Water is the most important staple food for humans and also a basis for ensuring and further developing their way of life and quality of life. This requires a safeguarding of this resource for the future. Until now, drinking water could only be treated by desalinating seawater or purifying polluted surface water in large-scale plants. At the university's CeMOS (Center for Mass Spectrometry and Optical Spectroscopy), a small self-sufficient desalination plant has now been developed that can be operated in an ecologically sustainable manner using renewable energies and is suitable for supplying remote residential units or individual hotel complexes.

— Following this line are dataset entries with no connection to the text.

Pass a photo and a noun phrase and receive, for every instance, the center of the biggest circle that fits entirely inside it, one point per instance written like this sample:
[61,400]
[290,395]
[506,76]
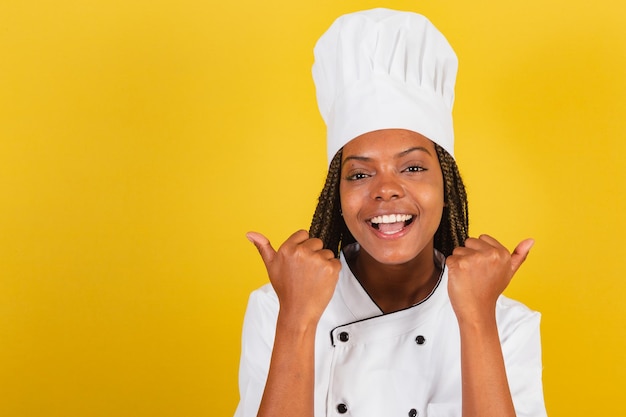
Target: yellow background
[140,140]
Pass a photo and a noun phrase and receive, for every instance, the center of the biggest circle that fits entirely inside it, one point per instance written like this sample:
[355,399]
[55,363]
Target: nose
[386,187]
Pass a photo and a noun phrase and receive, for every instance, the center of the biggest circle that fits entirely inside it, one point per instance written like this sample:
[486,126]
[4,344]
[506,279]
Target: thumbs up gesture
[479,272]
[302,272]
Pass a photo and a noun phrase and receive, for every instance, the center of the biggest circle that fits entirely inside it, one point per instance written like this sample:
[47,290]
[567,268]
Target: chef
[386,306]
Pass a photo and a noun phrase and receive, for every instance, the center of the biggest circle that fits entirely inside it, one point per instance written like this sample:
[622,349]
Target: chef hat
[384,69]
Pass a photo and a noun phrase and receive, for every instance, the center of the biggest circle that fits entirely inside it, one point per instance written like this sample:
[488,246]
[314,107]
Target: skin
[389,171]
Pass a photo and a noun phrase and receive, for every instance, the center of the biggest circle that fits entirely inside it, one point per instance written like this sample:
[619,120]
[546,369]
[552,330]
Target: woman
[387,308]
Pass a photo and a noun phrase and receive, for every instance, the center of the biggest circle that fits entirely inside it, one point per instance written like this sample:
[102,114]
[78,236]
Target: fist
[302,272]
[479,272]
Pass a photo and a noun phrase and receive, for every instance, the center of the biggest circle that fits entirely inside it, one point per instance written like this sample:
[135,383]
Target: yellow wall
[140,140]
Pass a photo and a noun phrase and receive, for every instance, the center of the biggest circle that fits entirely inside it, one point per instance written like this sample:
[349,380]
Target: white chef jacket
[406,363]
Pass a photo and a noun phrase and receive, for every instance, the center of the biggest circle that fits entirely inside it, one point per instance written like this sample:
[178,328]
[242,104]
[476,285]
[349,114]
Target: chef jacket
[406,363]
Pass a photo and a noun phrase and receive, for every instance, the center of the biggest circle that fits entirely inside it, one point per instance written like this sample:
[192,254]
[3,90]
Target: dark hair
[328,225]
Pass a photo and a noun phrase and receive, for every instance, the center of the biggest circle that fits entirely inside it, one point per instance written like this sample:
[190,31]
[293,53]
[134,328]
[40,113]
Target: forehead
[387,142]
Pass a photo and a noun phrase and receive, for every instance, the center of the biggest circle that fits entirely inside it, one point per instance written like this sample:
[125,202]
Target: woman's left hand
[479,272]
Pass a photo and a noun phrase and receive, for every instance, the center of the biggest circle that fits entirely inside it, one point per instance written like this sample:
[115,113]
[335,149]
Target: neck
[399,286]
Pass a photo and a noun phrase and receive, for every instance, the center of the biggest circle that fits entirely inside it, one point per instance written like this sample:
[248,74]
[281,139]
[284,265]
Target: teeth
[391,218]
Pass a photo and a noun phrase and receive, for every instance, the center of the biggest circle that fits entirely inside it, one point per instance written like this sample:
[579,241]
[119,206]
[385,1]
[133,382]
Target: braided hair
[328,224]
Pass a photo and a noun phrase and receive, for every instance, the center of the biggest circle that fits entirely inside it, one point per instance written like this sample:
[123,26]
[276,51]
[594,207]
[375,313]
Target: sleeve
[521,348]
[257,340]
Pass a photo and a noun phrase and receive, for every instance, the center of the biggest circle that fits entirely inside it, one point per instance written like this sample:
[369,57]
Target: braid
[328,225]
[453,229]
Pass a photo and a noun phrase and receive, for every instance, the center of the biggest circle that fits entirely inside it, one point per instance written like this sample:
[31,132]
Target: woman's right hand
[303,274]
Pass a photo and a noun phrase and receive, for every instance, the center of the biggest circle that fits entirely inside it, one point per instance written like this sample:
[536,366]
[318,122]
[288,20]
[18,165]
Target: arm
[304,276]
[478,273]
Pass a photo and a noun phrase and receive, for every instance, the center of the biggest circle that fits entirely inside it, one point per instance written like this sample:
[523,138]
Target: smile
[390,224]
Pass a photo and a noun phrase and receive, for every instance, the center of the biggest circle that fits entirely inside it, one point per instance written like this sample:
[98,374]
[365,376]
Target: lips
[390,224]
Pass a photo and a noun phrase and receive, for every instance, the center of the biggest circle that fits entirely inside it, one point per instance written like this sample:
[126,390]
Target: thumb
[520,253]
[263,245]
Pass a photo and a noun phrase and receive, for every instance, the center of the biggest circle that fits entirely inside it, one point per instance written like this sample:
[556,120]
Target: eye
[354,176]
[415,168]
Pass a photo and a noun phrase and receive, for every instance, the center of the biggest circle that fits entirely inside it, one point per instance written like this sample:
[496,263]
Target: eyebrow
[399,155]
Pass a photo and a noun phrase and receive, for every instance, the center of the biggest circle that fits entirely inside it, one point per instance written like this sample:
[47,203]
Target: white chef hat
[384,69]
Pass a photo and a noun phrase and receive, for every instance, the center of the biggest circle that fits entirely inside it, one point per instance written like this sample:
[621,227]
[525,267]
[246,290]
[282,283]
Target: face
[392,194]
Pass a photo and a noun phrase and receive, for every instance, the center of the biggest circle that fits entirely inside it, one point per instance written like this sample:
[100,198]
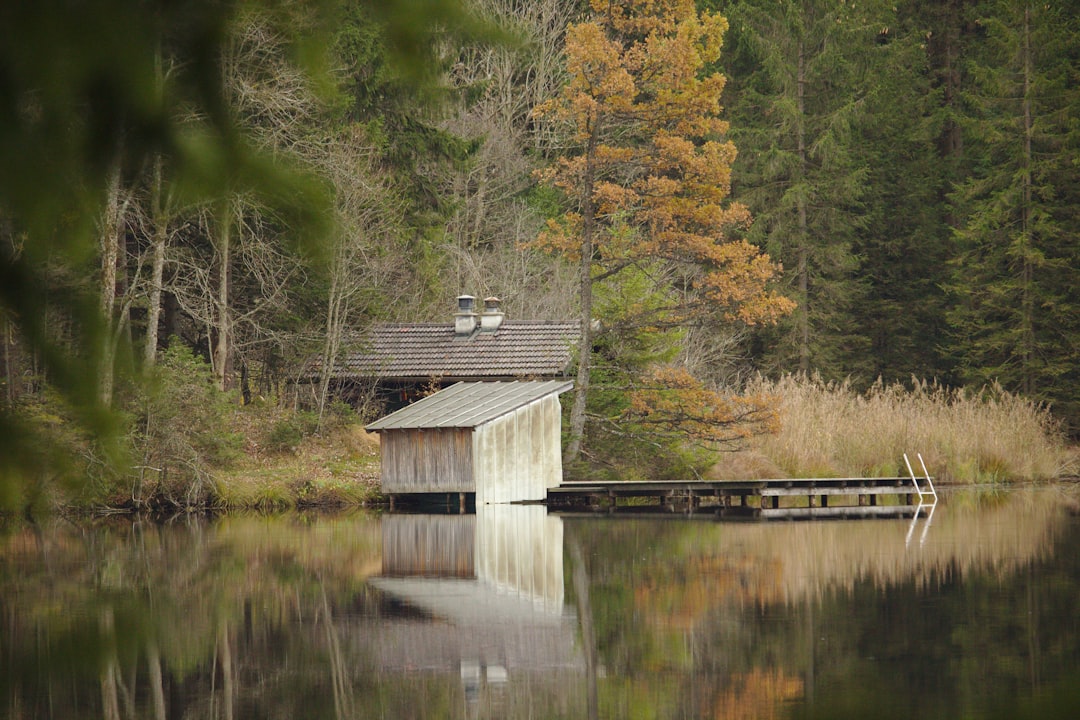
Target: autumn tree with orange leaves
[646,176]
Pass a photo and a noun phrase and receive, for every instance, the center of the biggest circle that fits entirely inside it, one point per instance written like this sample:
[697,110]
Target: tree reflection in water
[496,614]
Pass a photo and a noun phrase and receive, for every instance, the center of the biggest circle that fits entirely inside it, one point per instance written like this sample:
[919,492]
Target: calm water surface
[515,613]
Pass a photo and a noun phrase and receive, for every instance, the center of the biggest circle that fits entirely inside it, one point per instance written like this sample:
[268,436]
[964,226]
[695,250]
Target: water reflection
[485,595]
[520,614]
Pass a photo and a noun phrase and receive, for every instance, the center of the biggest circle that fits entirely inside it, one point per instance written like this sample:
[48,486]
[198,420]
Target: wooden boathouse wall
[500,440]
[428,460]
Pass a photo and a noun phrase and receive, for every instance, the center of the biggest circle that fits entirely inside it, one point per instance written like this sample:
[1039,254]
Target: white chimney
[491,317]
[464,318]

Due to an increasing world population, which according to the United Nations already amounts to 7 billion people today and whose number will have risen to an estimated 10 billion by the year 2100, and the already apparent effects of climate change on the number, duration and amount of precipitation and the resulting increase in droughts, it will be necessary to design the water balance of each country, island or household in such a way that existing water resources are not definitively exploited or exhausted. However, not only the effects of climate change are problematic, but already today the pollution of existing surface waters, which makes them unusable as sources of drinking water, as they contain the sources of diseases such as tuberculosis, malaria and diarrhea.
The system now developed by Lars Erlbeck as part of his dissertation at CeMOS is based on a fundamentally natural process, such as can also be observed in Antarctica. Water that has been cooled to crystallization has pure ice crystals surrounded by a salt solution. Because there are also salt solution inclusions in the ice block between the individual crystals, the ice produced in this way is not edible at first. As the ice mass grows, the mountain pushes further out of the surrounding salt water and the enclosed liquid volumes slowly trickle back down into the sea over a long period of time. Thus, pure drinking water is naturally formed in the upper part of the iceberg.

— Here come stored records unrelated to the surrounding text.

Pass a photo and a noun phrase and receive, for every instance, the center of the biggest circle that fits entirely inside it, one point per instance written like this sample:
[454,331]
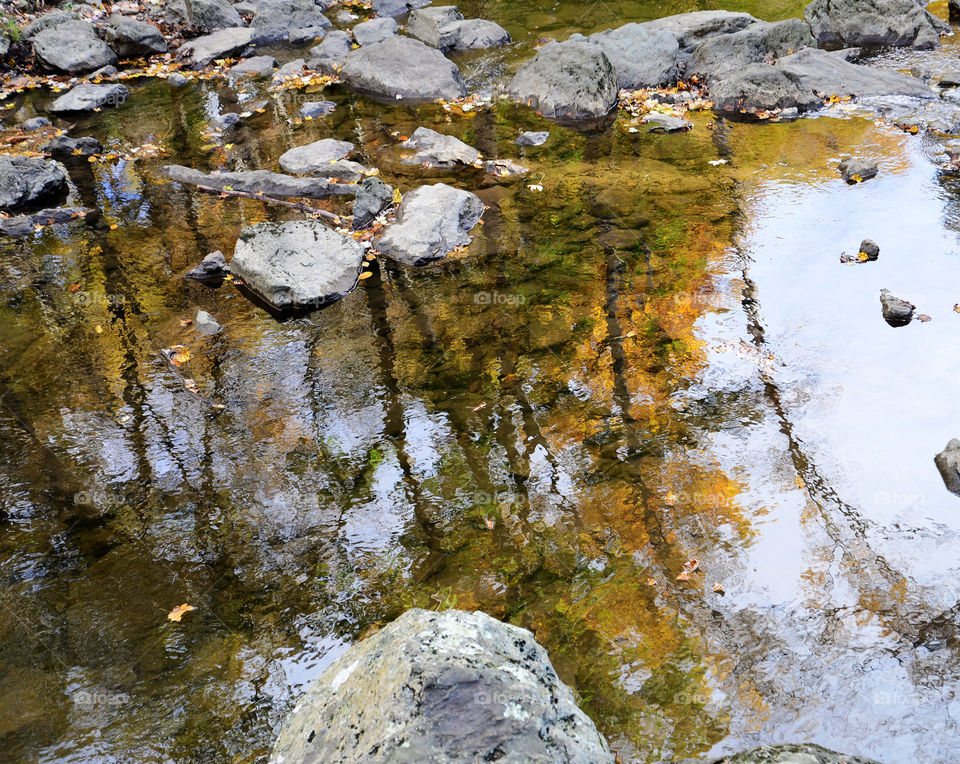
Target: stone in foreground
[26,182]
[298,265]
[402,69]
[948,464]
[441,687]
[568,82]
[89,97]
[432,222]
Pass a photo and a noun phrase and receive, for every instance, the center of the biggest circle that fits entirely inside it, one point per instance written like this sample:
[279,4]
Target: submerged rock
[212,270]
[438,150]
[261,181]
[28,182]
[896,312]
[848,23]
[373,197]
[450,686]
[432,222]
[854,170]
[89,97]
[402,69]
[72,47]
[133,39]
[374,30]
[948,464]
[568,81]
[297,265]
[225,43]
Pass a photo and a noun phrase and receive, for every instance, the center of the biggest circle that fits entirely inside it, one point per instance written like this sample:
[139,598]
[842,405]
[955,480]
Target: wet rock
[24,225]
[445,28]
[397,7]
[263,181]
[532,139]
[258,66]
[72,47]
[896,312]
[37,123]
[450,686]
[89,97]
[277,19]
[726,53]
[313,109]
[373,197]
[206,324]
[948,464]
[27,182]
[302,160]
[828,73]
[211,271]
[642,57]
[845,23]
[330,54]
[224,43]
[64,147]
[133,39]
[298,265]
[791,753]
[568,82]
[758,87]
[852,169]
[47,21]
[402,69]
[438,150]
[208,15]
[374,30]
[432,221]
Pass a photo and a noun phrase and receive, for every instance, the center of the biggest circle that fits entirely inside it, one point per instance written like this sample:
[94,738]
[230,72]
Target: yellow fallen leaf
[177,613]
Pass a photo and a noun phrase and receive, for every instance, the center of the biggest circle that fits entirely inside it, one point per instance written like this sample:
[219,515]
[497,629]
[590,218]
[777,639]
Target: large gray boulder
[402,69]
[88,97]
[224,43]
[790,753]
[133,39]
[855,23]
[282,19]
[948,464]
[830,74]
[642,57]
[719,55]
[298,265]
[441,687]
[208,15]
[568,81]
[432,222]
[72,47]
[29,183]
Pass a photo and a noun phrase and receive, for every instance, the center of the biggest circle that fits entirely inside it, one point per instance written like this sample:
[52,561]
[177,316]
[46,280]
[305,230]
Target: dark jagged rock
[373,197]
[298,265]
[450,686]
[262,181]
[896,312]
[948,464]
[28,183]
[432,221]
[568,82]
[402,69]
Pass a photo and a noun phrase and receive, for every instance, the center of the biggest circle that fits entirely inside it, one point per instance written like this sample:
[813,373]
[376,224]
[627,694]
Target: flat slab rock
[402,69]
[255,181]
[432,222]
[298,265]
[441,687]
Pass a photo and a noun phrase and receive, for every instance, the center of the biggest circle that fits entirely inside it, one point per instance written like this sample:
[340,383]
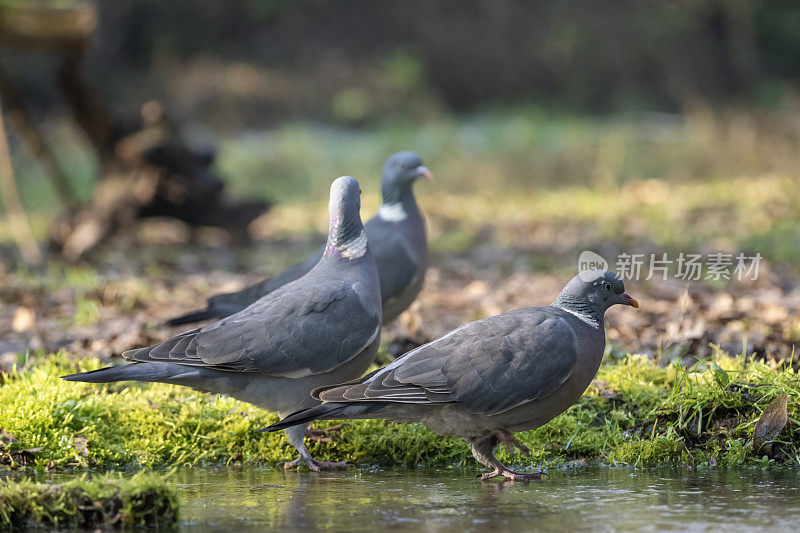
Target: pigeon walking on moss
[488,379]
[397,239]
[320,329]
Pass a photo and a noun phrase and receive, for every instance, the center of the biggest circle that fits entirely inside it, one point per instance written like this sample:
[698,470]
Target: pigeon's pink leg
[295,436]
[483,450]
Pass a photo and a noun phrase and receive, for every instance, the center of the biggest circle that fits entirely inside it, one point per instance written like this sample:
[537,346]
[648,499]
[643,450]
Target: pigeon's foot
[314,465]
[295,436]
[319,434]
[511,474]
[483,450]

However, because this process is technically too slow, a technology must be found to speed it up. One possibility is the crystallization of seawater to form an ice slurry. This ice slurry is then compressed in such a way that the liquid inclusions mentioned above are pressed out, leaving pure ice of drinking water quality. In the process developed at the university, this is done by a screw that transports the ice slurry and a die that leads to the separation of ice and solution, similar to an extruder.
This initially simple-looking technology, if properly designed, allows flexibility with the size of the plant and thus with the amount of production. This in turn makes it possible to manufacture processing plants for the specific application. The advantage is that the plant can be operated purely on electricity, which in turn can be easily generated using renewable energies due to the adapted size of the plant. Thus, plants are also conceivable in remote areas, which so far do not have any centralized electricity connection and allow the production of drinking water in a decentralized way, which is the main difference to current alternatives.
Currently, two plant sizes are being investigated or are in the final stages of development, whereby the application is intended once for private households up to village communities and once for e.g. hotel complexes.